That's strange. I bought some Schwinn Varsity decals from Dan a few years back and his instructions for soaking wasn't for 2-3 minutes. 😕 I believe he also had instructions posted in some of his listings at that time. Those down tube Varsity decals were like 16" long so I had to hold them under the water, they like to curl up, and soaked them for a half a minute in pretty warm water. I laid them flat on a wet counter top for a couple minutes before they were ready to slide off. One of my old friends recently did the decals on Brian's powdered 1961 Corvette 5 speed. I'll have to ask him if this was the first time that he did a powder coated frame.


----------



## Deanmc (Feb 3, 2022)

That’s the same sticker I had (on the purple frame). He asked me if my frame was powdercoated when I told him the sticker  flaked off. That was when he recommended a light sanding before application. Now you got me thinking about his instructions though. He may have said to let them sit for 2-3 minutes after putting them in warm water (not soak for 2-3). Whatever it was, I followed them to a tee because I was nervous I’d mess it up.


----------



## Deanmc (Feb 4, 2022)

Checked the instructions and it does say to soak in warm water for 3-minutes, then to let the decal air dry for 2-3 minutes before applicatio.


----------



## cyclingday (Feb 10, 2022)

I just used, Micro Set/Micro Sol for the first time.
Totally the way to go!
Great results!
I experimented with and without out clear coating the decal first, while it was still on the paper, and the clear coat made the decal much more durable.
That isn’t something that you would have to do, if the painted object was going to be clear coated after the fact.
But for those of us, using single stage paint, for an O E M finish, the clear coat before application works very well.
Thanks, for the tips guys!
Mucho Appreciado!


----------



## Schwinny (Feb 13, 2022)

If you let the decal soak too long, all of the glue rinses and wipes off the decal as it is applied, or even before as it sits in the water. Then when it goes on and dries, it will flake and look milky.
Also, being a "water slide" gives the inference that one can just put it down, move it around at will, and done. Not so.

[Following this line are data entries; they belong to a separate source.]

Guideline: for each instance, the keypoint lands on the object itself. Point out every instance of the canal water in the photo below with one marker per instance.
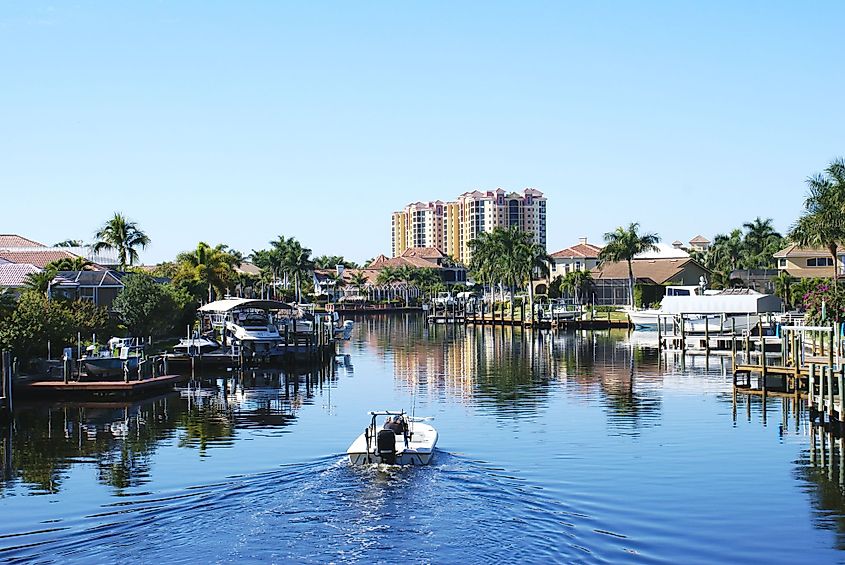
(554, 447)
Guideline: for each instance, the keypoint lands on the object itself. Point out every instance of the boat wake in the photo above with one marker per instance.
(327, 510)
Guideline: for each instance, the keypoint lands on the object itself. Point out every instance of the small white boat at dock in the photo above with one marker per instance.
(401, 441)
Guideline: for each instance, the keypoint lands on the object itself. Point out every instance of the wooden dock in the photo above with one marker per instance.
(811, 366)
(97, 389)
(5, 384)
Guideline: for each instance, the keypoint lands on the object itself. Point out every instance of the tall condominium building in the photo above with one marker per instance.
(450, 226)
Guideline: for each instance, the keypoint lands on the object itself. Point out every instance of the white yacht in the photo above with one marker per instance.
(246, 323)
(401, 441)
(733, 309)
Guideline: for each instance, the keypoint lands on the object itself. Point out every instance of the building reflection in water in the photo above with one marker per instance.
(45, 440)
(825, 470)
(511, 370)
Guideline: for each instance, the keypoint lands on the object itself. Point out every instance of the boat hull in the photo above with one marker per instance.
(418, 451)
(109, 366)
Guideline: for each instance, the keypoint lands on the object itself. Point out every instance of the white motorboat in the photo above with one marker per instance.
(401, 441)
(196, 345)
(246, 323)
(122, 355)
(645, 319)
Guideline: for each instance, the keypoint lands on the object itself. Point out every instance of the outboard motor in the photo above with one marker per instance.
(386, 445)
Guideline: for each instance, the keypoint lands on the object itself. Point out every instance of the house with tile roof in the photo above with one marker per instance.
(40, 258)
(580, 257)
(807, 262)
(11, 242)
(699, 243)
(14, 275)
(99, 287)
(610, 281)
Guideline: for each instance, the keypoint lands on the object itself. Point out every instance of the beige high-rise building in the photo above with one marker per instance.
(450, 226)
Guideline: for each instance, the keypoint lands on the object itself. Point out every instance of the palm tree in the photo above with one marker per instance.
(486, 262)
(622, 245)
(40, 282)
(761, 241)
(69, 243)
(8, 300)
(727, 252)
(359, 280)
(123, 236)
(211, 267)
(783, 288)
(823, 222)
(574, 282)
(336, 281)
(70, 264)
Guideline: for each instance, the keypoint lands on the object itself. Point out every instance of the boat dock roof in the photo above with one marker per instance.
(231, 304)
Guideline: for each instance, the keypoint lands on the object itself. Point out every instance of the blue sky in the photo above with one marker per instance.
(236, 122)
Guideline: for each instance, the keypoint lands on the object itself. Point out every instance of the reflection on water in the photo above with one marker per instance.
(47, 440)
(555, 446)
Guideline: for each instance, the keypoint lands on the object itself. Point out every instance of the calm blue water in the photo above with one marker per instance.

The more you move it around, the more glue is wiped off.
There should be just as much prep for getting a water slide decal into place as a vinyl one. Marked off, tweezers etc. They should be put down with only slight movement to place them. They are meant to slide off the backing, not all over the bike tube.
You set the decal Face Down in Distilled Water and watch the edges soak up the water moving towards the center. When the center is soaked, you take it out of the water and start trying to slightly move it around the backing. Usually about 10-15 seconds after fully soaked
The trick is to get the decal off the backing w/o rinsing all the glue off, AND w/o tearing the decal. It is a skill that takes a bit of trial and error.
If you wait till the entire decal is sliding easily off the backing, its too late.
If you slide a long down tube decal off the backing down the length of the backing and onto the bar, the act of dragging it down the backing also pulls off glue.
After ruining many decals over time, I still mess one up occasionally. 
Powder coat is just plastic, its not teflon or any kind of anti-wetting coating. Decals stick to it just fine, in the same fashion as applying them to paint. There COULD be a potential problem with acrylic paint solvents over the top of powder coat. Namely, clear coat that sits on top of the plastic may have issues of adhesion later.
Ive used 2 part plastic epoxy clears over decals over powder coat and it looked completely professional.

This one was black Powder Coat, water slides from Bicycle Bones, and a two part clear in a rattle can from the auto paint store. Frame, fork and guard. It looked way better that original... which can also be a type of problem to some people.
I used decal set when I was a kid on models, but haven't tried it on bike decals


----------



## 4nthony (Mar 31, 2022)

cyclingday said:


> I just used, Micro Set/Micro Sol for the first time.
> Totally the way to go!
> Great results!
> I experimented with and without out clear coating the decal first, while it was still on the paper, and the clear coat made the decal much more durable.
> ...




Micro Set and Micro Sol are two different products. Did you use them both?

There seems to be some overlap in the descriptions of each and I can't really figure out when you would use Set vs. Sol.

Also...

For a larger chain guard decal, is it better to cut and apply it in two sections or just do it as one large piece?

Thanks!


----------